Let’s not fail to remember that Paul is excited beyond words:
That he knows, after the fact of his conversion, that it was completely worth the pain.
That being engaged in the particular ministry he’s been given
Brings him indescribable happiness.
When we have fully converted to a new way of thinking,
We eventually look back on our lives,
No matter what they have brought us,
And we can laugh at everything that’s gone on,
No matter how ridiculous the circumstances.
Last night, I attended the Jackson Recovery Centers banquet.
I heard a woman named Magdalena tell the story of her slow conversion
To the principles of Al-Anon. She spoke for just one quick hour.
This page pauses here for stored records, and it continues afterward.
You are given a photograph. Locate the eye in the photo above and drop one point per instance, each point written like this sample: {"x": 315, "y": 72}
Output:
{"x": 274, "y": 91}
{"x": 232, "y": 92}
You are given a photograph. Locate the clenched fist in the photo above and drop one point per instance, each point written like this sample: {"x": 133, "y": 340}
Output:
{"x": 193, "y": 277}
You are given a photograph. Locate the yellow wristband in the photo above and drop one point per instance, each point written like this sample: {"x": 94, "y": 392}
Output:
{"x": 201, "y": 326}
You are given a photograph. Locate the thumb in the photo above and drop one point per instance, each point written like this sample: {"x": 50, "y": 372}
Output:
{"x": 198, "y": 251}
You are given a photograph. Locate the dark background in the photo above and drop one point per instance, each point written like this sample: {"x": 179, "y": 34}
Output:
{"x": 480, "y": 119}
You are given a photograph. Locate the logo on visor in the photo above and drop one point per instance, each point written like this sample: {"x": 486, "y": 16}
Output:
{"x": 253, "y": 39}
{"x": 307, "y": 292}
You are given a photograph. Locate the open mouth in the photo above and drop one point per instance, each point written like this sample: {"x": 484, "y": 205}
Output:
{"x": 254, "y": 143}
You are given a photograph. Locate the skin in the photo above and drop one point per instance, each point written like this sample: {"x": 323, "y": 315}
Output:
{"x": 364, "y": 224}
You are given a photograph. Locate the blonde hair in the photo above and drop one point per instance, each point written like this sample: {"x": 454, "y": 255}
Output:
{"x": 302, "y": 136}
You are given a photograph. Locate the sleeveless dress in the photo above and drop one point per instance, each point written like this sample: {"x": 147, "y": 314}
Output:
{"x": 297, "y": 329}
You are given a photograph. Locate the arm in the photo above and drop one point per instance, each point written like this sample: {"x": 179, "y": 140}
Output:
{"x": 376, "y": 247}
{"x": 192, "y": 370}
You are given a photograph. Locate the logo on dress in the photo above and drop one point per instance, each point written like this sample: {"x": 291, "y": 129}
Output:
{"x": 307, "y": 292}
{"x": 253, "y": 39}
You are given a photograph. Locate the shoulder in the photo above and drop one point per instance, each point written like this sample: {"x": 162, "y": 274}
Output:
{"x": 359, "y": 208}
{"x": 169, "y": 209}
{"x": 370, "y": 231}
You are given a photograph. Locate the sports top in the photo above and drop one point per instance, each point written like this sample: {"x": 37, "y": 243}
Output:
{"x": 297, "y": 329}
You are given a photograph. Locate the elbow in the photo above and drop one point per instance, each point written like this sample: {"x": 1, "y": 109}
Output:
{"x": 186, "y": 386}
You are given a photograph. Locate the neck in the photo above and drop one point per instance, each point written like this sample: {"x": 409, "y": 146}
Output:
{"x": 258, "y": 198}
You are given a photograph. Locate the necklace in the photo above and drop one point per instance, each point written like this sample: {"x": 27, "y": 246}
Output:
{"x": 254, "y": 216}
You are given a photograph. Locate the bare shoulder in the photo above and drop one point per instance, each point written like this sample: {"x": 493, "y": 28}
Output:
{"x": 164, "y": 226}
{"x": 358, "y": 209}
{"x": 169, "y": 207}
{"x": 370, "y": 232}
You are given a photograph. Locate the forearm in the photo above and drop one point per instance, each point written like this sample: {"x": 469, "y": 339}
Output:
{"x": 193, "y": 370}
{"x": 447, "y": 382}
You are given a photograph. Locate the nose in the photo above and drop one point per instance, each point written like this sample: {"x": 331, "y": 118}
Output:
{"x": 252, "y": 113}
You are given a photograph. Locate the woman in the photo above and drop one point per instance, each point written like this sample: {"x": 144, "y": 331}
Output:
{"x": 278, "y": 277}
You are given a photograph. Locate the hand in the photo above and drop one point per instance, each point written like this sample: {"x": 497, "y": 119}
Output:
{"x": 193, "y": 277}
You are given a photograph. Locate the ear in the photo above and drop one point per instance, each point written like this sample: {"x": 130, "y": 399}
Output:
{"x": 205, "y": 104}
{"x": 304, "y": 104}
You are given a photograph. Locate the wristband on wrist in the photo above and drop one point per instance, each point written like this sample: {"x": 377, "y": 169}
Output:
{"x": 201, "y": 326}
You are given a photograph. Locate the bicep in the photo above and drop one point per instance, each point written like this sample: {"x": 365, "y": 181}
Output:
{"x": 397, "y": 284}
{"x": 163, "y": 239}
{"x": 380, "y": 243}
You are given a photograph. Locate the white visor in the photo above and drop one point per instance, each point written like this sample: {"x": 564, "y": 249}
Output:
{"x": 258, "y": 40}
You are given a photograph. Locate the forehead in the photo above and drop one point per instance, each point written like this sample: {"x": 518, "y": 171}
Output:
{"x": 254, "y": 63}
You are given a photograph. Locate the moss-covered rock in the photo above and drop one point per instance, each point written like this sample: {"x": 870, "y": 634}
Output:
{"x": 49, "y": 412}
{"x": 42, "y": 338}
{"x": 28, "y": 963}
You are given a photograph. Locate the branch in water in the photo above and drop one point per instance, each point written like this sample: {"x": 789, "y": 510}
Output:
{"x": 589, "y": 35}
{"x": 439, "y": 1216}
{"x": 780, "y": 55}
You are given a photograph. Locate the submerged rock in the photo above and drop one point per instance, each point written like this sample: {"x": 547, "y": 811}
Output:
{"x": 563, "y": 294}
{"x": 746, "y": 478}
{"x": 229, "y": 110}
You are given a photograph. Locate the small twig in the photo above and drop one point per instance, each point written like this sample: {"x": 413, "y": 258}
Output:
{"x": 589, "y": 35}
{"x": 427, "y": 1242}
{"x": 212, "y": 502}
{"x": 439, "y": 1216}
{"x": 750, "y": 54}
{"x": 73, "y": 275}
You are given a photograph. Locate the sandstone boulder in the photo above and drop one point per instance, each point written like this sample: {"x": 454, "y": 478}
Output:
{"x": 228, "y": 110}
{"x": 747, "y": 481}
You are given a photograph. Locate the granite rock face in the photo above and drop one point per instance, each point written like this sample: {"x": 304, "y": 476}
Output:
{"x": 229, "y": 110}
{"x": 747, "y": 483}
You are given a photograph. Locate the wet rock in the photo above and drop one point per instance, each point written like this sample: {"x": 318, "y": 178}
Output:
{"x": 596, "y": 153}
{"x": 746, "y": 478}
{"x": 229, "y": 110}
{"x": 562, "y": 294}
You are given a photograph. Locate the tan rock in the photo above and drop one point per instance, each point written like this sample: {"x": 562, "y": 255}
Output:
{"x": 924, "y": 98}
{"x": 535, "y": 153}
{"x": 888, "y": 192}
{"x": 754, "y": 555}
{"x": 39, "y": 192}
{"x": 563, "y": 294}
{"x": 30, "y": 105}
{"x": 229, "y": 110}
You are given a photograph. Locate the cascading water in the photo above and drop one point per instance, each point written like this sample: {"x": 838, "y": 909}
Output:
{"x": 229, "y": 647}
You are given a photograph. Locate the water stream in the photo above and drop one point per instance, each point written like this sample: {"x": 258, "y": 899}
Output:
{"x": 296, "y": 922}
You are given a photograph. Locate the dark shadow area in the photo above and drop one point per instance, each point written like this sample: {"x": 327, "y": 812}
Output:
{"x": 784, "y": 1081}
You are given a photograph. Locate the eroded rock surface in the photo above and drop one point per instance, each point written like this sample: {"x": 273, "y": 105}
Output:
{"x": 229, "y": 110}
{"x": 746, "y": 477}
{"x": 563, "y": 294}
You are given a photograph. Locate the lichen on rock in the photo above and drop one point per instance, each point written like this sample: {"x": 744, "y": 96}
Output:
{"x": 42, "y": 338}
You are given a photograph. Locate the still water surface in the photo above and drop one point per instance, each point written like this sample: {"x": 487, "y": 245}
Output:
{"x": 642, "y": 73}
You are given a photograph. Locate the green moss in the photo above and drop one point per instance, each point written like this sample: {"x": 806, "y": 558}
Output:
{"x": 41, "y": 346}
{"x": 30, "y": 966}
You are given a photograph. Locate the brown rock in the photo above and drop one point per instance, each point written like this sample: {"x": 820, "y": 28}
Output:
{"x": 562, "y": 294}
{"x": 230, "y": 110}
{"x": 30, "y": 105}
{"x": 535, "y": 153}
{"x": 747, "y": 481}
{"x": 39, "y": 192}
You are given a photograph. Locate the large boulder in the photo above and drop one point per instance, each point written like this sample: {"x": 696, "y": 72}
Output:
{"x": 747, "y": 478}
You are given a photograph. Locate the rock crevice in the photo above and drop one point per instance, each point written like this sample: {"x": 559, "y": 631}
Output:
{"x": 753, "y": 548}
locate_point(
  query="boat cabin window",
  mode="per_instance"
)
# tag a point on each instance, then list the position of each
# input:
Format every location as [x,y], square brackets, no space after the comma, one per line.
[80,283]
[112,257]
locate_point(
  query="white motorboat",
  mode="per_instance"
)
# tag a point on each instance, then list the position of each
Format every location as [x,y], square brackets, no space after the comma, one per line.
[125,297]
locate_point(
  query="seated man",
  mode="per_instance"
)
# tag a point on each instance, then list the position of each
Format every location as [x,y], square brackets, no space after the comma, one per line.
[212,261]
She grew up in the some of the absolute worst of circumstances:
Dirt-poor in Mexico,
The child of a deeply abusive alcoholic father,
Who never brought home bread, but only money, for tequila.
She’d been told from the very beginning of her life that she was totally worthless,
And she had believed it.
She believed she was stupid and ugly;
Her father called her a prostitute; she believed that, too.
She dodged American authorities trying to find and deport her
By hiding in the piles of chicken waste
Under the chicken coops she tended as an undocumented, illegal immigrant.
She wanted to die or kill someone. Someone like her father.
She later married – wouldn’t ya know it? – an alcoholic,
And all the trouble just rolled on.
It took years and years of tears and sweat
For her to come around to the idea that she might actually be worth something.
That, I think, was the heart of her conversion:
To finally understand that she was worth saving as a person.
And I will tell you that throughout her telling of her story last night,
Magdalena radiated unthinkable joy and peace and deep, deep humor.
Here she was telling us about wanting to kill her father, all these horrible things,
And she had us laughing about them with her,
Because in hindsight she saw her life for what it was,
And she publicly showed us these cavernous scars on her soul,
And she seemed to be saying that because of them –
Because of her hard life, not in spite of it –
There was nothing to do but look back and laugh.
And now she is fully converted.
She has nothing but confidence in this gospel
And she will spend the rest of her life preaching it
To anyone who can hear it and benefit from it.
Those who have been truly converted to any new way of thinking just know
That they have to keep giving it away,
Keep giving it away, giving it away;
That that’s how it works;
That giving it away, mystery of mysteries, is how we hold on to it.
Giving away the mystery.
Christ at the center of all things.
The redeeming, resurrected Word and love of God.
That’s the conversion – the lifetime conversion – at the heart of our faith.
To love and love and show love and talk about love and give love away
Because we were loved first by God in Christ.
So perhaps we are more like Saul than we know in our waste and abuse of life.
And perhaps we are more like Paul than we know in our love for God.
The question is simply this:
Will we submit to the same process by which Saul becomes Paul?